5) Inventory Your Team’s Skills: Review your current team’s expertise, to see what strategic skills they have. And ask people to share what they might do—odds are good that they have some “hidden” talents you can use.
6) Create a Strategy Offering: What’s a strategy “thing” you can sell? Ideally it’s something you can deliver via your existing team. And ideally it doesn’t revolve around your work as the owner. (You can sell it, but you ideally aren’t core to fulfillment.) If they balk at the investment, suggest a Paid Discovery offering that leads into the bigger strategy offering.
7) Segment Your Sales Proposals: Are they a new client? Ensure there’s a strategy component in every proposal. Even if they don’t immediately accept, you need to get that in front of people. Are they an existing client? Look for upsell opportunities where strategy would help them meet their goals. If you need case study examples, this may be the time to do a couple “strategically free” engagements.
8) Learn a New Sales “Script”: You and your salesperson (or salespeople) should shift the conversation to strategy-first. Ask consultative questions about the client’s goals and business challenges, instead of launching into your standard solution.
9) Stop Procrastinating on Industry Specialization: Pick an industry vertical. Very few clients benefit from generalist strategy advice, and you want to be good at strategy, right? Narrowing to one vertical works best; you can do 2-3 verticals, but that makes your marketing efforts 2-3X harder.
10) Narrow Your Services: Review your current services. You’re not truly “full-service.” Which ones are you actually good at delivering? Which ones are profitable? Which ones lead to [profitable] follow-on work? And which do you like delivering? Consider referring-out anything that doesn’t make the cut, so you can get great at what you do do… while getting a 5-10% referral fee from partners.
11) Scrub Your Website: Stop highlighting implementation-oriented services! Instead, identify the problems your clients are trying to solve, and shape your content around those. Strategy-first agencies are problem-solvers, not order-takers—so stop volunteering to take orders. Look for ways to highlight “problems-we-solve,” instead of “services-we-sell.”
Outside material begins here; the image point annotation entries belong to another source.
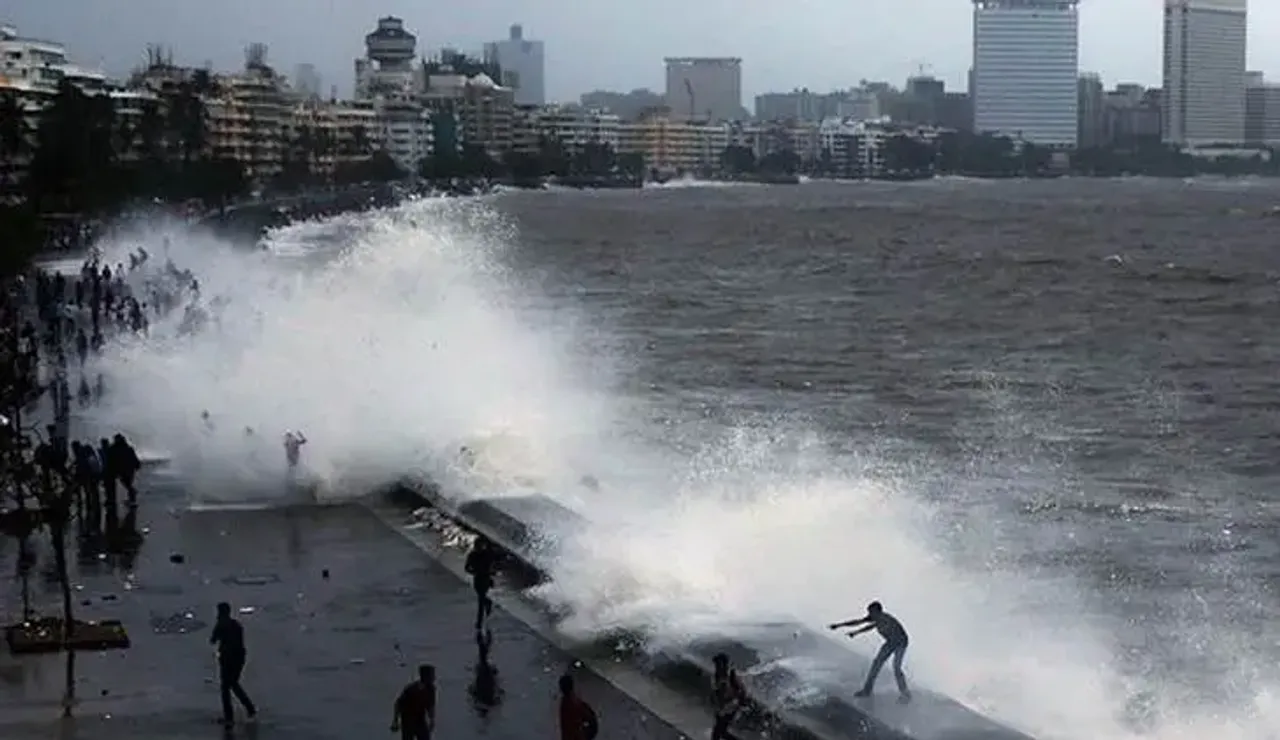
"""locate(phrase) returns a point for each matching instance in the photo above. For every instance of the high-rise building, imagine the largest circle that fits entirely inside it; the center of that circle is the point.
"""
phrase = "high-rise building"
(1205, 56)
(1025, 69)
(1092, 112)
(387, 69)
(524, 65)
(705, 87)
(306, 81)
(1261, 112)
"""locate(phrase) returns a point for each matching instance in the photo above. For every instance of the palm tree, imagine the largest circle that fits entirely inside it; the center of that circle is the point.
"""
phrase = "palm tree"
(360, 144)
(14, 132)
(73, 156)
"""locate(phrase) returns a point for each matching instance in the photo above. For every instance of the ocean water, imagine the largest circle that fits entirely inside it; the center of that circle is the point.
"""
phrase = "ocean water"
(1036, 419)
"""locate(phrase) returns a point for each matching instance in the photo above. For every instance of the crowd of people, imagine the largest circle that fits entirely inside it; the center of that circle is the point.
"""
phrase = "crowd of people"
(50, 327)
(53, 324)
12) Reboot Your Case Studies: If you want clients to think, “This agency is strategy-first,” make sure your case studies are… strategy-first. Rewrite your current case studies… and if they don’t fit, track down new ones. Lead with strategy! Here’s an example using the S.T.A.R. framework (Situation, Task, Action, Result):
- Situation: Client had this terrible problem that was keeping them up at night.
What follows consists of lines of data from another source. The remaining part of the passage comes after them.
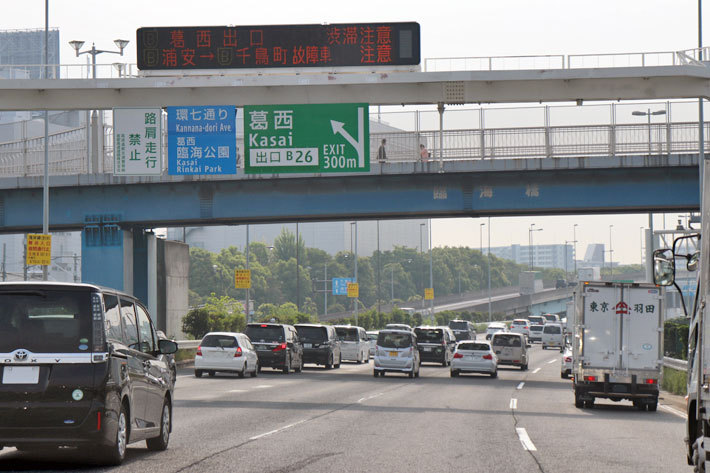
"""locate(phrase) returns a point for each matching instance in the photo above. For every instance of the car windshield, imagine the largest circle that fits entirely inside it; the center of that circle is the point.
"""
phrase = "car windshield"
(347, 334)
(474, 346)
(312, 334)
(429, 335)
(505, 340)
(458, 325)
(219, 341)
(265, 333)
(394, 340)
(45, 320)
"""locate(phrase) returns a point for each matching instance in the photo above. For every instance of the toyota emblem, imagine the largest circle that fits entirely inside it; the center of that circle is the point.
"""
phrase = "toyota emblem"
(21, 355)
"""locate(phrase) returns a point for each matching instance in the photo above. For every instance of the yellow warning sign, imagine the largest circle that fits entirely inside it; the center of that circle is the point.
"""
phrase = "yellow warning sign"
(242, 278)
(39, 249)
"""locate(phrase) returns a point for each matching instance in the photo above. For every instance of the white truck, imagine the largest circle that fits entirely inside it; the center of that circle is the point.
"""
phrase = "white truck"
(618, 343)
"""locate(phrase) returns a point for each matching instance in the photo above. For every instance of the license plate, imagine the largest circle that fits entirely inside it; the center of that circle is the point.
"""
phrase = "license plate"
(20, 375)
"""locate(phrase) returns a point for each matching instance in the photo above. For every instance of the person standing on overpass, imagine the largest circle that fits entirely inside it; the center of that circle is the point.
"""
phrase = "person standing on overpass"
(381, 153)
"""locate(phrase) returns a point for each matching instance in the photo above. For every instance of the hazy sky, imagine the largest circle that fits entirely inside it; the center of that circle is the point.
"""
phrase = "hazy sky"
(448, 29)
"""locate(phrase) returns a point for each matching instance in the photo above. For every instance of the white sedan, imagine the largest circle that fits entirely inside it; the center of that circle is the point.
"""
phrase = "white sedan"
(474, 357)
(226, 352)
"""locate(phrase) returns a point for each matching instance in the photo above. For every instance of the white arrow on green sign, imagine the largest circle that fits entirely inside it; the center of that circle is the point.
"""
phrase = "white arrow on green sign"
(306, 138)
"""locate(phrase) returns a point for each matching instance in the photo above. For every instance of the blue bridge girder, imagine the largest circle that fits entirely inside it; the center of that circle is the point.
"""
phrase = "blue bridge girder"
(392, 190)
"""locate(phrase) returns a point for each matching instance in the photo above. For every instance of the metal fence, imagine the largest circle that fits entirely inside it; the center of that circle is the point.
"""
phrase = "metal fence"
(68, 150)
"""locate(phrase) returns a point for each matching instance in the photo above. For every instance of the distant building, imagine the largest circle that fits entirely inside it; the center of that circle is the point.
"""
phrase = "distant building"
(543, 256)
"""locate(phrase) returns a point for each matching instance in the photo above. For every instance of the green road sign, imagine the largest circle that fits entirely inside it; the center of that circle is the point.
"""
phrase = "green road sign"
(306, 138)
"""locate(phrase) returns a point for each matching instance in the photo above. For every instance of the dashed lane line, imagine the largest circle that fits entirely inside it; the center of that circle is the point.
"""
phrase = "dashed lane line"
(525, 439)
(673, 411)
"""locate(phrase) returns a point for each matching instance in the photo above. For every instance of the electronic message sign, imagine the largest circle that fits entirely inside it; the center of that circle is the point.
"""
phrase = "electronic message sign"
(319, 138)
(271, 46)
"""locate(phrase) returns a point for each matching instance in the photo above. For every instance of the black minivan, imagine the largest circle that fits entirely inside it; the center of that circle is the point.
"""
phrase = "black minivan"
(320, 344)
(81, 366)
(277, 345)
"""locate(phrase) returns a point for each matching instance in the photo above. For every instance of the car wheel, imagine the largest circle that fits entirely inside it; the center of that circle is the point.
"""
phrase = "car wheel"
(578, 403)
(160, 442)
(116, 452)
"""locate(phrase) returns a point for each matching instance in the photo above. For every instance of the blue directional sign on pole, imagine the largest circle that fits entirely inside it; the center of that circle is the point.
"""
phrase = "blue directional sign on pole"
(340, 286)
(202, 140)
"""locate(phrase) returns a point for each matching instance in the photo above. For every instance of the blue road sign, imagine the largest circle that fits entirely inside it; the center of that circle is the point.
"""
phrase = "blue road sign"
(340, 286)
(202, 140)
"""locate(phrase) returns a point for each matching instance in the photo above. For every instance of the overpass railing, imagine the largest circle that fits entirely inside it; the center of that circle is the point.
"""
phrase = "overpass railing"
(68, 149)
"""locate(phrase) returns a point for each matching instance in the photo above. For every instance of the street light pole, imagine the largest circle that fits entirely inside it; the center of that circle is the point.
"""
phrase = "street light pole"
(574, 256)
(489, 270)
(611, 255)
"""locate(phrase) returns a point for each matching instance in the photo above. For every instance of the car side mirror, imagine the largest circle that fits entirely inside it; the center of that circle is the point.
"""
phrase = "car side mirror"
(663, 267)
(167, 347)
(693, 261)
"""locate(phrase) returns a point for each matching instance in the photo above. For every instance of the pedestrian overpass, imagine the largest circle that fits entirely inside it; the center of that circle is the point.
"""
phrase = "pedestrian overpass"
(475, 171)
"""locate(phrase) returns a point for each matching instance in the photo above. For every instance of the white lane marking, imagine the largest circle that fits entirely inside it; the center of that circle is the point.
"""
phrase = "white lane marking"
(367, 398)
(525, 440)
(276, 431)
(673, 411)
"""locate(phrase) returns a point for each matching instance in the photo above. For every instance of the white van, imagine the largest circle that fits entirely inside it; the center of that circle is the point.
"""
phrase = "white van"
(354, 343)
(552, 336)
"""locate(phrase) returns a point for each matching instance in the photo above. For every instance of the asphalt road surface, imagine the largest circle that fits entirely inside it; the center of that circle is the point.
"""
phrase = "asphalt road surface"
(346, 420)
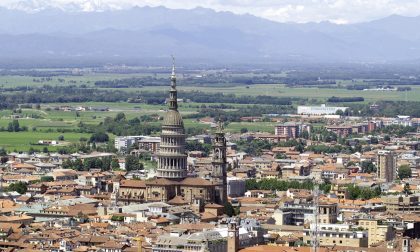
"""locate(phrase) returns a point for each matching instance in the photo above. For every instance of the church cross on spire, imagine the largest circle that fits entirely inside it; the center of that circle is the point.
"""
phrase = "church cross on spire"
(173, 96)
- Task: Our job was to create a strategy to solve that problem, and then work with the client’s team to implement it.
- Action: We created that strategy, trained our client’s team to become more self-sufficient, and helped the client keep the strategy fresh as we and the client implemented the solutions.
- Result: The client grew revenue by 23% while doubling their profit margins, and we continue to work together.
13) Build on Your Experience: Experience builds on itself over time; keep looking for more strategy-first opportunities. Remember, repositioning is easier for new clients than existing ones.
14) Stand Firm: This gets easier over time, but be careful—each sales negotiation is a new opportunity. When a prospective client pushes back, will you move forward… or backward?
Starting Your Strategy-First Shift
As I noted above: Strategy-first agencies are problem-solvers, not order-takers—so stop volunteering to take orders.
The two books I mentioned above (The Win Without Pitching Manifesto and Overcoming Underearning) can help you build your confidence. And each success will build on the next, and so on. Confidence first, so that the rest can follow.
Question: What’s your next step to reposition as a “strategy-first” agency?